Date posted: December 30, 2013
Amid a deepening high-profile corruption scandal that has seriously damaged the government’s reputation, a claim made by a senior advisor to Prime Minister Recep Tayyip Erdoğan has the potential to bring the military back to the political scene, carrying the risk of accelerating his party’s downfall from power.
Yalçın Akdoğan, who is also a deputy from the ruling Justice and Development Party (AK Party), from which two ministers resigned while another was fired over corruption and bribery allegations, stated last week that “the community” had framed hundreds of military officers who were convicted last year of plotting to unseat his party from power.
In other words, Akdoğan blames the Hizmet movement, which is based on the teachings of respected Turkish Islamic scholar Fethullah Gülen, for being behind a plot that paved the way for the military officers to be convicted. With his remarks, Akdoğan is contradicting his party’s support of the trials of hundreds of officers convicted of charges of making coup plans in violation of the Constitution. But he is also attempting to defame the prosecutors and judges who convicted the active duty and retired military officers after several-year-long trials based on thousands of pages of evidence.
Akdoğan’s rather provocative claim came amid growing tension between the AK Party government and the Hizmet movement, once close allies, when the government persistently pointed to the latter as being behind the corruption scandal.
In addition to pointing the finger at “international conspirators,” Erdoğan declared that those orchestrating the graft probe through the police and prosecutors were trying to form a “state within the state,” and that they are the “subcontractors of external conspirators.”
“There is a smear campaign and there is an organization, a gang that has established itself with judicial officials who are smearing innocent people. They are within the police, too,” he said during a rally on Saturday.
Since the corruption probe became public on Dec. 17, hundreds of police officers were subject to a purge and removed from their posts.
Akdoğan’s claims that Hizmet formulated a plot against the Turkish military have now encouraged those convicts to seek their release when their lawyers are currently pressing for a retrial. Yet, it is not only the convicts but the Turkish Armed Forces (TSK) as an institution that is speculated to be seeking a retrial.
On Dec. 26, the General Staff released a statement saying that it would not be dragged into politics in the midst of the corruption scandal.
The military staged three coups between 1960 and 1997, overthrowing the governments at the time, and issued two memorandums, one of which resulted in the downfall of the then-government. In addition, hundreds of retired and active duty officers were convicted last year of making coup plans to unseat the AK Party.
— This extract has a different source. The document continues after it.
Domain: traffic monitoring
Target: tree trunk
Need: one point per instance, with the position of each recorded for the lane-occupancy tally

Apart from clarifying that it would not be dragged into politics due to the graft probe, the General Staff’s six-point statement was confusing in terms of the other messages that it attempted to give.
A story run by both the Milliyet and Cumhuriyet dailies the next day, however, shed some light on another message that the military sought to give. According to these dailies, the TSK has been seeking the retrial of the military officers convicted of trying to unseat the AK Party following Erdoğan’s senior advisor’s claim that the convicted officers had been framed by groups within the judiciary close to the Hizmet movement. The convicts claim they are innocent and that some evidence had been fabricated.
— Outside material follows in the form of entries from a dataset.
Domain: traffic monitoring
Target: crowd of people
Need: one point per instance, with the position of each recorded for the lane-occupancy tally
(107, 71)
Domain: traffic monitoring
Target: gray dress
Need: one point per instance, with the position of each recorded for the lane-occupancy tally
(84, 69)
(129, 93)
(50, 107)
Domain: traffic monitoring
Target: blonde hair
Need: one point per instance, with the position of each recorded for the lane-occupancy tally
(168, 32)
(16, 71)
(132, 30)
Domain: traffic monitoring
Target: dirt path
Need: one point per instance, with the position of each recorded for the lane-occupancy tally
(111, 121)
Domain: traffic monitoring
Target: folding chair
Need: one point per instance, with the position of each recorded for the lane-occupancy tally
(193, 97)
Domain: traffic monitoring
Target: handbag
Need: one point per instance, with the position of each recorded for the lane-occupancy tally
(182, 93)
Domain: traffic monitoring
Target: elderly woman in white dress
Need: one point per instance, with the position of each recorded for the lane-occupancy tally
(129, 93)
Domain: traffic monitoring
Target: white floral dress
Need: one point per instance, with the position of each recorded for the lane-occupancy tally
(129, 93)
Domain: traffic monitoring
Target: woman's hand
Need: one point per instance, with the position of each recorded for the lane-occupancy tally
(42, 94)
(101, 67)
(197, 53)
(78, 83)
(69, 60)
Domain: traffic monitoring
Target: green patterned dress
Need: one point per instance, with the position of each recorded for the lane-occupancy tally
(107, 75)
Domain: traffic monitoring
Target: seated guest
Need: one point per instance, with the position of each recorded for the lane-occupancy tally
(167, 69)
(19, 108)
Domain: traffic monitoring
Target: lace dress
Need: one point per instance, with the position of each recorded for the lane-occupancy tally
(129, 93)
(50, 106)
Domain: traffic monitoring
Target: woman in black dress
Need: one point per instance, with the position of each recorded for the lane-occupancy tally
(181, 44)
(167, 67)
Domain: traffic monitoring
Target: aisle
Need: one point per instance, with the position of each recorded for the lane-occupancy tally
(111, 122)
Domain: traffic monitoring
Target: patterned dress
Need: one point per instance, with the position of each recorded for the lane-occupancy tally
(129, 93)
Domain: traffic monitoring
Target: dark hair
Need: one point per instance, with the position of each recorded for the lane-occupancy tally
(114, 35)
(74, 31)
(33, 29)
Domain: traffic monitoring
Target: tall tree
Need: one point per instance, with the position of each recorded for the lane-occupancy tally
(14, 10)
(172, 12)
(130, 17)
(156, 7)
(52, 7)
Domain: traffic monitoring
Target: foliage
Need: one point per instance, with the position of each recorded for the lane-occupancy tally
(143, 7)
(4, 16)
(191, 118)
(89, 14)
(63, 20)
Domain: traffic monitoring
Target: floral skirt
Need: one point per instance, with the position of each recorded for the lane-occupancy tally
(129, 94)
Mustafa Elitaş, a senior AK Party official and deputy, meanwhile, signaled the possibility of a retrial for the convicts in an interview with the Hürriyet daily on Sunday. He released a statement later that day, however, saying his party has no plans to make legal amendments for a retrial of the convicts, pointing out an existing legal amendment under which convicts can apply to the Constitutional Court seeking a reversal of their prison sentences.
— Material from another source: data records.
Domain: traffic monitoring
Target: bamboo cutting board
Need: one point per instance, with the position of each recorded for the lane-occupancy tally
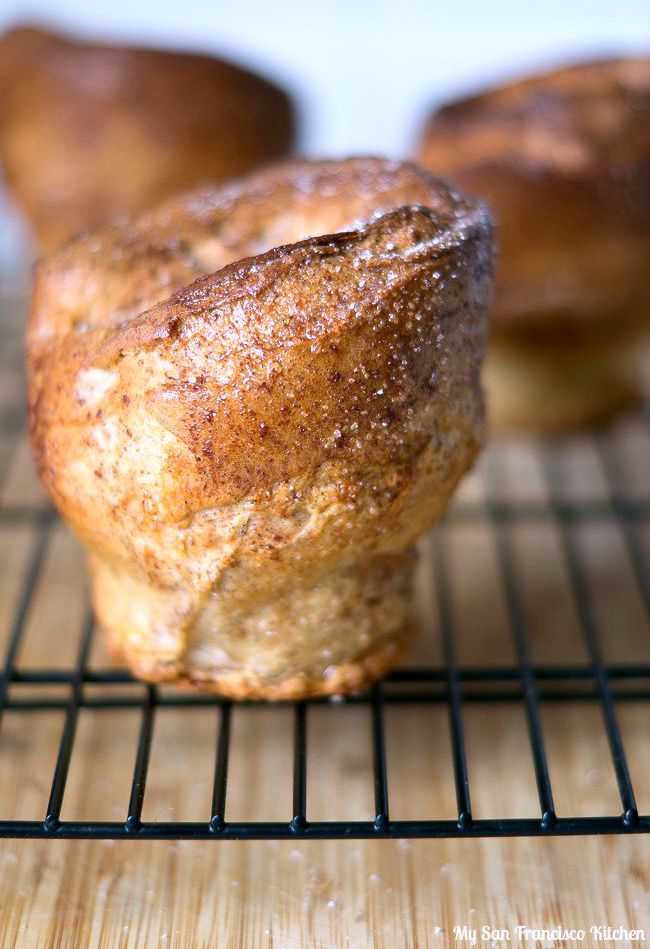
(334, 893)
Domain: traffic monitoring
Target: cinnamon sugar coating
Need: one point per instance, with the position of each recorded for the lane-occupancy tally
(249, 440)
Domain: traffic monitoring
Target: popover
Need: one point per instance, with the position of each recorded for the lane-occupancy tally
(563, 160)
(249, 402)
(89, 132)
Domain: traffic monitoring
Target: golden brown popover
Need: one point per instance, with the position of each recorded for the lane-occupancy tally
(249, 440)
(563, 160)
(88, 131)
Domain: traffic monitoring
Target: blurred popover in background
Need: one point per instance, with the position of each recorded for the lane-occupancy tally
(563, 160)
(90, 131)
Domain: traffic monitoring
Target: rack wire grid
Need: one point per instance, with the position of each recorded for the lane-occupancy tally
(452, 685)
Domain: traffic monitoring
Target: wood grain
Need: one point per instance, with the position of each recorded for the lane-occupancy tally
(334, 893)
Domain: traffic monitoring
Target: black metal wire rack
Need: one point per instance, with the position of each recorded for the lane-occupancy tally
(455, 686)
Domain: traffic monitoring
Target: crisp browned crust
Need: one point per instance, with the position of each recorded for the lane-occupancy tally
(563, 159)
(89, 131)
(249, 445)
Turkey is now in a bizarre situation where the ruling AK Party and the military, whose political powers were curbed through several reforms under this party’s governance for more than a decade, are now giving the impression that they are forging an alliance against the Hizmet movement. This alleged alliance, if true, has the potential to invalidate all the coup plot trials that resulted in convictions and to cover up the alleged corruption and bribery operation against government circles by placing all the blame on the Hizmet movement.
The critical question at this stage is whether the government is really engaged in a secret deal with the TSK so that it can get rid of the investigations in return for perhaps the release of all the convicted military officers by making legal amendments paving the way for a retrial.
Such a deal will ultimately accelerate the demise of AK Party rule as it will lose all its remaining credibility that it has gained through its earlier democratic reforms.